4/ Since the set structure is changing (mainly due to the new sub-community change in the data model), many OAI records' 'set spec' is changing. However, there are problems with this -- if you're interested, see:
So, I'm wondering if the easiest thing isn't to do this: Change to the OAI identifier scheme, and change the default base URL, meaning that an upgrade to DSpace 1.2 means you have to re-register your OAI repository. Announcing the change on the OAI lists would also probably be a good idea so those running harvesters can update their systems.
This means the problems with changes identifiers and sets are addressed, albeit in a rather inelegant way. However, as far as I can tell from http://www.openarchives.org/Register/BrowseSites.pl only 4 Dspaces are actually registered as OAI data providers, so maybe the impact won't be that bad.
What do others think?
Robert Tansley / Digital Media Systems Programme / HP Labs
> > > On Thu, 10 Jun 2004, Tansley, Robert wrote:
> > > > - Are Handles appropriate IDs for the OAI metadata records?
> > > > Originally, it seemed pointless to me to use anything
> > else; forcing
> > > > people to jump through yet another hoop to get yet another
> > > unique ID
> > > > to get set up. However, on occasion people have
> indicated they'd
> > > > rather use an oai: prefixed identifier. If anyone can
> > > offer reasons
> > > > and suggestions either way I'd appreciate it.
> > >
> > > Aside from the possibility of changing ids to get around the
> > > changing sets problem, I can't see why an oai-identifier
> > > would be preferred to a handle.
> > One potential scenario I've thought of is where >1 DSpace
> > contains the same item, with the same Handle (resource ID).

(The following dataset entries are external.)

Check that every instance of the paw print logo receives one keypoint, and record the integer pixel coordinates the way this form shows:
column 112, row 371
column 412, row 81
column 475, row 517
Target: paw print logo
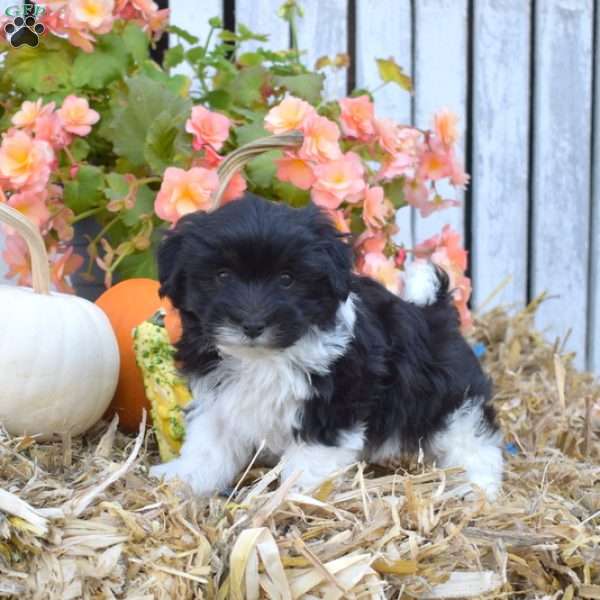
column 23, row 31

> > Each DSpace might have different/additional metadata though
> > and in any case probably shouldn't use the same ID for
> > OAI-PMH. So, perhaps an easy way forward is to use an OAI
> > identifier of the form:
> > oai:(dspace hostname):(handle)
> > E.g.
> > oai:dspace.mit.edu:1721.1/1234
> So, is there any agreed process for the lifecycle of OAI data
> providers? If we make the change below in DSpace (Handles ->
> OAI scheme identifiers) there seem to be two basic choices:
> 1/ 'Delete' all the metadata records with Handles so that
> harvesters know that records have been deleted. This would
> be a pain to implement as it'd need to keep a record.
> 2/ Change the base URL, so effectively a DSpace would become
> a 'new' OAI-PMH data provider (the old URL would just stop working)
> I'd be hesitant to do 2, since that would mean for a lot of
> harvesters DSpace at MIT and a whole bunch of other places
> would seem to just 'disappear'. Openarchives.org doesn't
> seem to offer any way of changing or removing an entry, and
> in any case, do service providers actually regularly pay
> attention to this?
> I'm guessing that unless the relevant people are paying
> attention to this list, most providers wouldn't see the
> change, and even then they'd only catch the MIT change, other
> sites running DSpace would have to announce when theirs changed.
> Do any others have experience of doing something like this?